Il sole sorse troppo in fretta per i gusti del giovane principe, che voleva rimanere in quella piccola casa accogliente ancora per molto, ma il dovere era dovere, e lui non poteva rischiare di mettere in pericolo un villaggio intero per i capricci del suo cuore. Mentre si vestiva e si allacciava il mantello per partire, i suoi occhi si soffermarono sul suo anulare sinistro: la notte precedente, poco dopo essere tornato nella sua stanza aveva inciso accanto alla frase di Arthur, le parole “He is your Queen”. Lo guardò per qualche secondo, per poi infilarsi gli stivali e uscire dalla stanza, ma prima di uscire dalla casa si diresse verso la camera dell’altro ragazzo.

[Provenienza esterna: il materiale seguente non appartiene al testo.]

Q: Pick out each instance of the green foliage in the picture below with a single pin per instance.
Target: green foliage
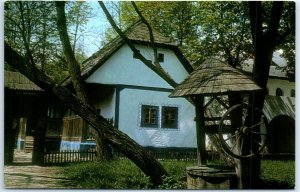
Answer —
(280, 173)
(123, 174)
(120, 174)
(171, 183)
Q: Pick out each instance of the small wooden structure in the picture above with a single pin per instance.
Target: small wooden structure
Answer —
(25, 106)
(213, 87)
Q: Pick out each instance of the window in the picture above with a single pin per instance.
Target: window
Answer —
(135, 55)
(169, 117)
(293, 93)
(279, 92)
(149, 116)
(161, 57)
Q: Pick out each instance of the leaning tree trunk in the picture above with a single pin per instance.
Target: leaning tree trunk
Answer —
(120, 141)
(102, 148)
(264, 45)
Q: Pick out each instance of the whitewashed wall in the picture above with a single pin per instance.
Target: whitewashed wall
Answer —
(123, 69)
(130, 119)
(283, 84)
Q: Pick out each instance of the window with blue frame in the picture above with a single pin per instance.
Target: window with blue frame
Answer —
(169, 117)
(149, 116)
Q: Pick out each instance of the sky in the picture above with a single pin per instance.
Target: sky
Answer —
(95, 28)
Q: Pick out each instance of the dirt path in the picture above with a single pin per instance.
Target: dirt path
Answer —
(32, 177)
(22, 175)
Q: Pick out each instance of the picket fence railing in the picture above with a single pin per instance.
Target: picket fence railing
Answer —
(70, 156)
(75, 156)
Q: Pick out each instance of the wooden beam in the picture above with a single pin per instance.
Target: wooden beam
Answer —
(200, 131)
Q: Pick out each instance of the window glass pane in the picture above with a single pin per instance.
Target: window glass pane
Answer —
(279, 92)
(169, 117)
(149, 116)
(293, 93)
(161, 57)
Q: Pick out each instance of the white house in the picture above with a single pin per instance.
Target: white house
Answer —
(136, 97)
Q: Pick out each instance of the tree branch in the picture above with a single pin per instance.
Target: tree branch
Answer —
(73, 65)
(156, 62)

Entrando vide le coperte alzarsi e abbassarsi al ritmo del respiro placido del ragazzino addormentato. Vedendolo così sereno, si fece prendere dal momento e, facendo più piano possibile, posò un casto bacio sulle labbra del giovane addormentato, per poi arrossire e uscire di casa, sellare il suo cavallo e partire diretto per il castello. Ciò che non sapeva era che Arthur si era svegliato nell’esatto momento in cui il principe si era avvicinato al suo letto. Aprì gli occhi non appena Alfred chiuse la porta di casa e si diresse di corsa alla finestra della sua stanza in tempo per vedere il caro amico sellare il cavallo e partire. Si portò una mano alle labbra, incredulo, ma doveva essere la realtà perché sentiva ancora la sensazione delle labbra del principe sulle sue. Dopo poco i suoi occhi verdi caddero su un altro dettaglio, l’anello della notte precedente. Guardò meglio e arrossì quando lesse l’incisione: su quel piccolo anello marrone chiaro era inciso “Just remember I love you”            


 
kako wo wasurete toki ha nagareru
[Il tempo scorre, facendo dimenticare il passato]
chinurareta keifu ha itsumade tsudzuku no ka
[Per quanto ancora proseguirà questa stirpe intrisa di sangue?]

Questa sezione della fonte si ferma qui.